Nel sito delle Poste italiane si legge: «… vennero utilizzati fino ad esaurimento i francobolli del Regno di Sardegna. Portavano l’effigie del Re Vittorio Emanuele II, diventato Vittorio Emanuele I Re d’Italia». È un errore, perché il re non volle cambiare la numerazione dinastica. Ed è più che documentato che il Regno delle Due Sicilie fu tragicamente conquistato, non essendoci colà alcuna voglia di unirsi ai piemontesi. In un altro capitolo si lascia intendere una presunta arretratezza del Regno delle Due Sicilie in campo postale, basandosi sui chilometri di strade ferrate e sulla presenza di briganti, dimenticando che: in Sicilia ci fu il primo telegrafo ad asta d’Italia, il primo telegrafo sottomarino d’Europa fu quello tra Reggio e Messina, meridionali furono il primo telegrafo elettrico, la prima linea regolare di diligenze e la prima convenzione postale marittima d’Italia. Quanto al brigantaggio, fu un prodotto dell’unificazione italiana: prima era stato della stessa portata degli altri Paesi.
Pietro Fucile
Caro Fucile, Spero che il sito delle Poste corregga rapidamente
l’errore. Il gesto che Vittorio Emanuele, per orgoglio dinastico,
rifiutò di fare, fu compiuto da Umberto che nel 1878, alla morte del
padre, accettò di essere il primo del suo nome.
Vedo tuttavia che anche lei, nel segnalare l’errore delle Poste
italiane, commette quello di rappresentare il Regno delle due Sicilie
come uno Stato moderno e progredito, rozzamente conquistato dalla
soldataglia piemontese e dalle teste calde di Garibaldi. È certamente
vero che le descrizioni del Regno borbonico furono per molto tempo,
prima e dopo il suo collasso, parziali e tendenziose.

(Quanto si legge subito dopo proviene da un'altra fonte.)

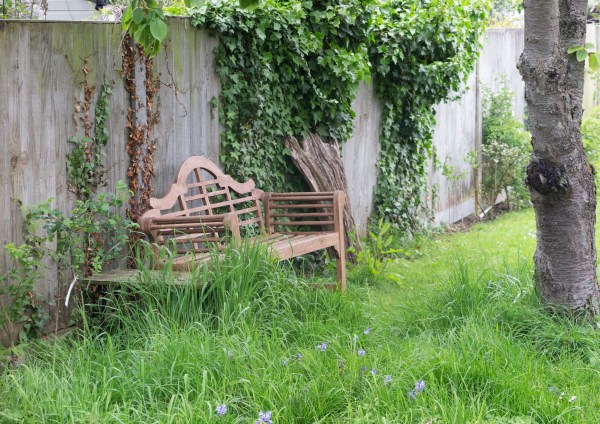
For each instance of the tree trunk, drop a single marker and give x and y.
(322, 167)
(559, 176)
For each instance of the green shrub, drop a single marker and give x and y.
(590, 134)
(505, 150)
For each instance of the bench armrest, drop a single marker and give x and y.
(321, 211)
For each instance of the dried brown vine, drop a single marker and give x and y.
(142, 115)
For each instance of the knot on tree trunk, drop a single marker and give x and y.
(546, 177)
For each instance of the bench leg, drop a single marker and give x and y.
(341, 271)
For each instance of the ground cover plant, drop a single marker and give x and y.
(461, 339)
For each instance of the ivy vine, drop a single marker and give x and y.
(293, 67)
(421, 54)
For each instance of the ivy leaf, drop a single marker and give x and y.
(594, 61)
(248, 4)
(158, 28)
(138, 16)
(126, 20)
(581, 55)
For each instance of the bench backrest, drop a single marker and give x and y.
(201, 188)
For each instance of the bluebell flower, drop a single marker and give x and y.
(221, 409)
(264, 418)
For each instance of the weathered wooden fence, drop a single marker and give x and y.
(41, 81)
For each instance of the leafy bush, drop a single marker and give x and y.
(374, 260)
(590, 134)
(505, 150)
(292, 68)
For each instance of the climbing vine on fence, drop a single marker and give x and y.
(286, 68)
(293, 67)
(420, 56)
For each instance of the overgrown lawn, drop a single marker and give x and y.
(465, 323)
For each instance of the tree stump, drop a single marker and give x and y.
(322, 167)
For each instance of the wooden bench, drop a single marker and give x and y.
(204, 204)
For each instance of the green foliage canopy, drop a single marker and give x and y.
(293, 67)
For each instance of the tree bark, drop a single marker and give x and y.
(559, 176)
(322, 167)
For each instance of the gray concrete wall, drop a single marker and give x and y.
(360, 155)
(458, 128)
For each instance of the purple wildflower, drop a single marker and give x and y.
(264, 418)
(221, 409)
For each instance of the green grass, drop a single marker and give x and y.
(464, 320)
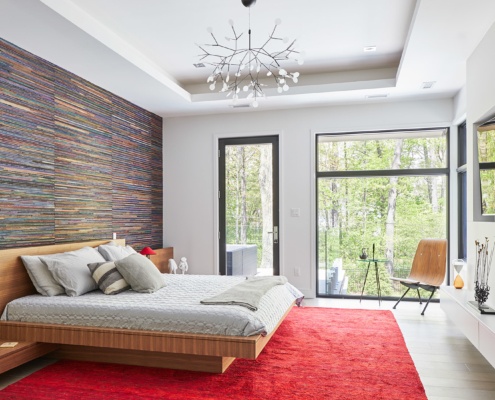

Rispecchiavano la filosofia politica dei vincitori, i pregiudizi dei
liberali inglesi e i sentimenti dei molti esuli meridionali che erano
stati costretti ad abbandonare il loro Paese durante il regno di
Ferdinando II. Ma vi sono stati da allora studi importanti che hanno
esaminato attentamente lo stato delle finanze del regno meridionale alla
vigilia del suo collasso.
Uno dei migliori è probabilmente quello di Ruggero Moscati su «La fine
del regno di Napoli», apparso nel 1960 presso l’editore Le Monnier.
Moscati era napoletano, aveva studiato nell’università della sua città
con Michelangelo Schipa, aveva insegnato a Messina e a Roma, e fu negli
ultimi anni della sua vita presidente della Commissione per la
pubblicazione dei documenti diplomatici italiani. Era certamente
risorgimentale e unitario, nello spirito di altri intellettuali
meridionali da Benedetto Croce a Giustino Fortunato. Ma riconobbe che
Ferdinando II, dopo il 1848, lanciò un programma di modernizzazione del
Paese e fece «notevolissimi sforzi in vasti settori, soprattutto in
quelli della bonifica, della viabilità, dei lavori pubblici, del
riattamento dei porti, della introduzione del telegrafo». Nacquero così
due zone industriali concentrate intorno a Napoli e a Salerno.
Moscati constatò altresì che la pressione fiscale del Regno era lieve.
Ma il sistema industriale borbonico presentava alcuni inconvenienti. Era
protetto da un’alta barriera tariffaria, quindi poco competitivo e
ridotto, soprattutto nel settore dei tessili, a produzioni di modesta
qualità. Aveva costi di produzione elevati. Era sostenuto da capitali
stranieri piuttosto che nazionali. Sopravviveva soprattutto grazie alle
commesse dello Stato. Non aveva alle sue spalle una buona rete stradale e
porti collegati con i centri di produzione. Alle origini di queste
carenze vi era l’incubo del 1799, vale a dire il timore di una nuova
rivoluzione. Prigioniero della sua paura, Ferdinando scoraggiò la
nascita di una borghesia meridionale, soppresse la libertà di stampa e
di opinione, sottopose il Regno a un regime poliziesco e finì per
perdere i giovani più intelligenti e ambiziosi. Qualcosa di nuovo, per
la verità, fu tentato alla vigilia del 1860, ma era troppo tardi. Il
Regno delle Due Sicilie non fu «conquistato»: crollò su se stesso.